グロッシェさんは、清掃の仕事で稼ぎ、治療費を賄っていたが、とても間に合わない。夫を助けたい一心で、お金を借りた。だって、医師が、治ると云った。
でも 、ヤイルさんはよくはならなかった。
「夫が可哀相で……わたしみたいな獣人と結婚したばっかりに……」
獣人は、人間よりも給料が安いのだそう。同じだけ働いても、獣人であるグロッシェさんは、七割程度しかお金をもらえなかった。そのことも、借金の理由らしい。

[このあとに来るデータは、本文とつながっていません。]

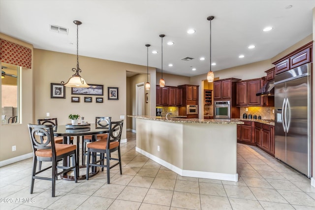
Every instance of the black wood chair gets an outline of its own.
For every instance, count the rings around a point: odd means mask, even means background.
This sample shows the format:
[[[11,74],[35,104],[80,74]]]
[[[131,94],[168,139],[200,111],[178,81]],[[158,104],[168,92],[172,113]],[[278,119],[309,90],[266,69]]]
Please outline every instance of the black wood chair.
[[[111,117],[96,117],[95,118],[95,126],[96,128],[108,128],[109,122],[112,119]],[[106,140],[107,139],[107,134],[102,133],[96,135],[96,141]],[[87,154],[87,143],[92,142],[92,135],[84,136],[84,140],[82,141],[82,165],[85,165],[85,156]]]
[[[124,120],[111,121],[109,123],[109,133],[106,140],[100,140],[92,142],[88,144],[88,161],[87,165],[87,180],[89,180],[90,166],[100,166],[102,167],[102,171],[104,167],[107,169],[107,183],[110,183],[109,171],[112,168],[119,164],[120,174],[122,174],[122,160],[120,152],[120,140],[123,131]],[[115,151],[118,152],[118,158],[111,157],[110,154]],[[95,160],[90,163],[91,152],[99,152],[100,159]],[[105,156],[106,154],[106,156]],[[106,159],[106,165],[104,164],[104,159]],[[117,161],[110,165],[110,161],[114,160]],[[99,163],[99,164],[97,164]]]
[[[39,125],[58,125],[58,120],[57,118],[46,118],[44,119],[38,119],[37,120],[37,124]],[[53,128],[54,131],[56,131],[56,129],[57,128],[54,127]],[[44,137],[41,136],[41,138],[43,138]],[[54,139],[55,140],[55,143],[56,144],[63,144],[63,137],[62,136],[55,136],[54,137]],[[70,144],[73,143],[73,137],[71,136],[70,138]],[[41,161],[39,161],[39,165],[38,166],[39,170],[41,169]]]
[[[63,144],[55,144],[54,140],[54,126],[49,125],[34,125],[29,124],[30,137],[33,149],[33,166],[32,168],[31,194],[33,193],[35,179],[50,180],[52,181],[52,196],[55,197],[56,180],[57,177],[71,170],[74,173],[74,181],[77,182],[77,173],[79,170],[76,158],[76,146]],[[43,141],[42,136],[45,136]],[[61,159],[71,157],[72,166],[63,166],[58,165],[57,161]],[[52,165],[36,171],[37,161],[51,162]],[[37,176],[47,170],[52,168],[51,178]],[[63,169],[58,173],[58,169]]]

「セロベルに迷惑をかけたくなかったのに、こんなことになってしまって、わたし、……」
「いいって」
セロベルさんがうんざりした様子で云った。グロッシェさんは、小さい肩を震わせる。
「わたしは、獣人だから、お客さんの前に出られません。ごめんなさい、マオさん」
「いえ。セロベルさんが居ます」
頷いた。「それに、グロッシェさんはお部屋の準備をしてくれるんですよね。……あ、まだ本調子じゃないですか?」
グロッシェさんはすんと洟をすする。セロベルさんが溜め息を吐いた。
具が野菜だけのやつを食べきった。旨い。食べながらだけど話はちゃんと聴いていたからいいよね。
しかし、医師がもっときちんと病状を説明してくれればいいのに。
「お前、やるきあるなあ」
ほかに能力証なくても雇ってくれるところなんてないだろうし。
もとの世界に戻れなかった時のため、安全地帯をつくっておきたいという、ただの保身。